Background technology
In recent years, the continuous development of organizational project provides sound assurance for the health of the mankind, wherein, timbering material is made
To condense the road that the most ring of the wisdom of humanity experienced many decades and move towards bionical structure in organizational project.A variety of
In the technology for preparing timbering material, electrostatic spinning technique can prepare the nanofiber of microstructure bionic extracellular matrix because of it
And it is widely used in field of tissue engineering technology.But because electrostatic spinning technique is difficult to construct three-dimensional manometer undulation degree
Expect and its application is restricted again.
Three-dimensional manometer fibrous material can not be obtained by simply increasing the sample preparation time, can only cause the hole of sample
Gap rate declines, and over time, receiver is caused electric conductivity to decline and then receiving efficiency is declined most by fiber covering
Spinning is caused to fail eventually.Following four can be substantially divided into by preparing the method for three-dimensional structure by electrostatic spinning technique at present.(1)
Continuous electro-spinning or multilayer electrospinning.Thin layer fiber is prepared by the way of similar two dimensional surface electrospinning, is then entered by parameter regulation
Row continuous electro-spinning.Make that the three-dimensional porous structure that thickness is hundreds of microns can be prepared in this way.(2)By to preparation
Fibrous material is post-processed, such as is folded, crimps or be layering, and constructs three-dimensional structure.(3)There is three-dimensional by design
The receiver of structure replaces the planar receiver of two dimension to prepare nanofiber to obtain three-dimensional structure as template.(4)It is logical
Cross the parameter for changing electrostatic spinning(Such as electric-field intensity, solution concentration and relative humidity)Come realize the rapid accumulation of silk fiber or
Assemble to obtain three-dimensional structure.
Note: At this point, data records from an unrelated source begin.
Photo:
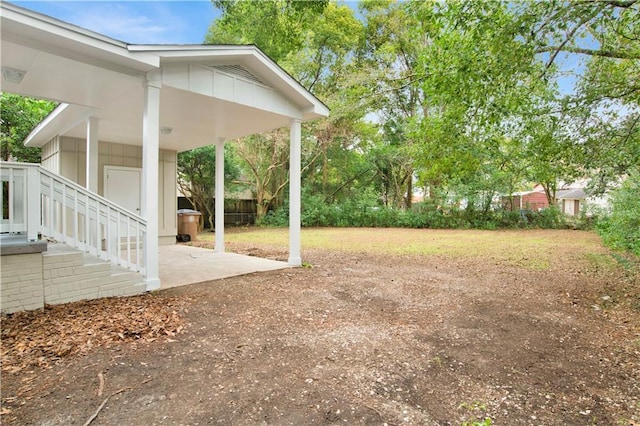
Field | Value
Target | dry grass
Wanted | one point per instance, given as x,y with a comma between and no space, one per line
532,249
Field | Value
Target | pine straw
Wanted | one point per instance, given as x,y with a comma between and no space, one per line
42,337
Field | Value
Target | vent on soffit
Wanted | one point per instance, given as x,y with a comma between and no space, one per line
237,70
13,75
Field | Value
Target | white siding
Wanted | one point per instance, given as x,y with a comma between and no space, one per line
72,154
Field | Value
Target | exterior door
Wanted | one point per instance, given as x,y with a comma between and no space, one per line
122,186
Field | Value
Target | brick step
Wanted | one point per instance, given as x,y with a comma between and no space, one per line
72,275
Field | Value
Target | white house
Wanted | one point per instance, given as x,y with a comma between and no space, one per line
125,111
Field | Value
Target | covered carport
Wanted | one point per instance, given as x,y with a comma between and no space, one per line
164,97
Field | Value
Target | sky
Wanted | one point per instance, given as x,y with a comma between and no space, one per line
135,22
173,22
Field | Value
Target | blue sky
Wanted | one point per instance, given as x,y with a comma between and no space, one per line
173,22
136,22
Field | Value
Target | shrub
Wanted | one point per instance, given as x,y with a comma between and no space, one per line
621,230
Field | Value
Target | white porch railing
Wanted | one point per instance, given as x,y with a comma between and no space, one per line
36,201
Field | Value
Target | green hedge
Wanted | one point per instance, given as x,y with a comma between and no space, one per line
364,213
621,229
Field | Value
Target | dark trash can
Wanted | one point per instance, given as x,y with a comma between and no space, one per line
188,221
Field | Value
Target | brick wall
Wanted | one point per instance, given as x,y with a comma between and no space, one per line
31,280
22,284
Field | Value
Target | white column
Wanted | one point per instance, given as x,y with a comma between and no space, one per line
294,194
219,196
33,207
91,175
150,156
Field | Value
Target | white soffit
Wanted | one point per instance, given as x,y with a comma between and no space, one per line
62,119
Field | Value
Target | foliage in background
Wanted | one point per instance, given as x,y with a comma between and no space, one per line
621,230
18,116
196,177
365,211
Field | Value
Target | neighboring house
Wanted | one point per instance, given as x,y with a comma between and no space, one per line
109,149
530,200
571,201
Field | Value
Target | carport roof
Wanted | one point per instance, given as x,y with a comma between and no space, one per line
90,74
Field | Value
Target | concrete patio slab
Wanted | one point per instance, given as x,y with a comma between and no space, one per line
182,265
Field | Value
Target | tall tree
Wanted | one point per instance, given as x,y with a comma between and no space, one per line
196,175
18,116
313,42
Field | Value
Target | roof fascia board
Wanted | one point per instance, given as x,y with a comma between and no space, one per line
50,126
37,30
247,54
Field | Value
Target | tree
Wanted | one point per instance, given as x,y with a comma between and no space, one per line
313,42
18,116
606,102
196,177
622,229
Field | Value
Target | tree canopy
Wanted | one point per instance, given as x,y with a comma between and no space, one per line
465,100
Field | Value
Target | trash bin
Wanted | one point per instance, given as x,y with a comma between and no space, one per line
188,221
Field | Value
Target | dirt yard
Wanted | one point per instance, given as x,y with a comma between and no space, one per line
381,327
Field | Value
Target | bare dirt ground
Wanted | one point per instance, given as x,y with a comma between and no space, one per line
361,338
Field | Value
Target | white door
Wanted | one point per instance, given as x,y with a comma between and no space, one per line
122,186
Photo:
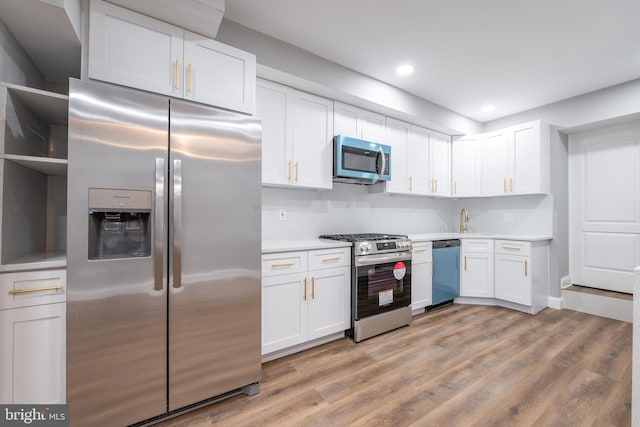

But under may be because operation difficulty greatly using these methods one side and then causing efficiency relatively low;The opposing party
Face, processing procedure can destroy the bionical characteristic of the original microstructure of Electrospun nano-fibers to a certain extent, and can not shape
Into macroscopic view-microcosmic multistage composite insertion pore structure, so as to which required three-dimensional microenvironment can not be provided for cell.Therefore, how
The three-dimensional manometer fiber that multistage composite insertion pore structure is effectively prepared using electrospinning is current urgent problem to be solved.
The content of the invention
It is an object of the invention to overcome the shortcomings of that fast and effective three-dimensional manometer fiber can not be built by electrospinning now, carry
For a kind of three dimensional patterned Fe3O4/ medical macromolecular materials composite nano fiber and preparation method thereof, this method are based on Static Spinning
Silk technology, it is efficiently quick in the case where not introducing other complex technologys and post processing to prepare tool multistage composite insertion pore structure
Three-dimensional rack, i.e. electrospinning composite magnetic nanofiber, under magnetic fields, fast pattern and three-dimensional structure.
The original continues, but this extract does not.